Принц со шрамом (ЛП). Страница 2
Деревянные часы щелкают, когда их длинная стрелка движется, отвлекая мое внимание.
Скоро ужин.
Мои пальцы напрягаются, перебирая взъерошенные черные пряди волос, и я отступаю на шаг к большим двойным дубовым дверям.
— Ну, было конечно приятно с вами провести время, — начинаю я. — Но, к сожалению, мне стало скучно.
— Тебя не отпускали, Тристан, — огрызается Майкл.

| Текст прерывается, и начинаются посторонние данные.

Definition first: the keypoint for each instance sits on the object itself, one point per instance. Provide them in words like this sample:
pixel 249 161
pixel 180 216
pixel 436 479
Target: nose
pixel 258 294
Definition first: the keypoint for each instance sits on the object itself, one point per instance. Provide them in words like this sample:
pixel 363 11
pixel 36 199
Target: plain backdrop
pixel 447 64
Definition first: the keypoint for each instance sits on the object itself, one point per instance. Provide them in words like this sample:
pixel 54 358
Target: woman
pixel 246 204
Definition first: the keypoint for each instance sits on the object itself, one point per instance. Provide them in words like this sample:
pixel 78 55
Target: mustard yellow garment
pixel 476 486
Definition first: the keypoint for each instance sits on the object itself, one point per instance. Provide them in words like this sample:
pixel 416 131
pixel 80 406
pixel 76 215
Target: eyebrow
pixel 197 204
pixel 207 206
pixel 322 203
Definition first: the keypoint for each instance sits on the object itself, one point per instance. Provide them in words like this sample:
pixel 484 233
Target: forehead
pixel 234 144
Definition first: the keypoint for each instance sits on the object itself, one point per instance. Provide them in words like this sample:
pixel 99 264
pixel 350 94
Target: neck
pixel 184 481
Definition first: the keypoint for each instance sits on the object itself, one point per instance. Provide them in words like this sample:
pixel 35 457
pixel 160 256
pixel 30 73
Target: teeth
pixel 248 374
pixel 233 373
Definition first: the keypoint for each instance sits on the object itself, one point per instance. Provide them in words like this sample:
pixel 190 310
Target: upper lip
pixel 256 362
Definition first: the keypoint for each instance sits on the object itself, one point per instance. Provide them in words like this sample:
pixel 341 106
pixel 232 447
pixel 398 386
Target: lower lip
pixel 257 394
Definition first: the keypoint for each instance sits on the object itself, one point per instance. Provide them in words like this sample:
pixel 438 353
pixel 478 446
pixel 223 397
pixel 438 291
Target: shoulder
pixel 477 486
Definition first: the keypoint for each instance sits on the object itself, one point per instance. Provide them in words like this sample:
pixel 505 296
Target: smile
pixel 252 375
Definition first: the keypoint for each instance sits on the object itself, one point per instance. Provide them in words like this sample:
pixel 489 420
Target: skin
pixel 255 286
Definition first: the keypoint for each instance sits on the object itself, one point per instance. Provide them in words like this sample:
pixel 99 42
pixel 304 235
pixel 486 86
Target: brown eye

— Ты не можешь не отпустить меня, брат, — усмехаюсь я, гнев клокочет в моей груди. — Мне нет никакого дела до того, какая несчастная душа будет вечно мучиться от того, что ты в нее взрызешься.
— Как неуважительно, — шипит Ксандер, качая головой. — Ваш брат — король.
По моему лицу расползается ухмылка, и я перевожу взгляд на Майкла, предвкушение пульсирует в моих венах.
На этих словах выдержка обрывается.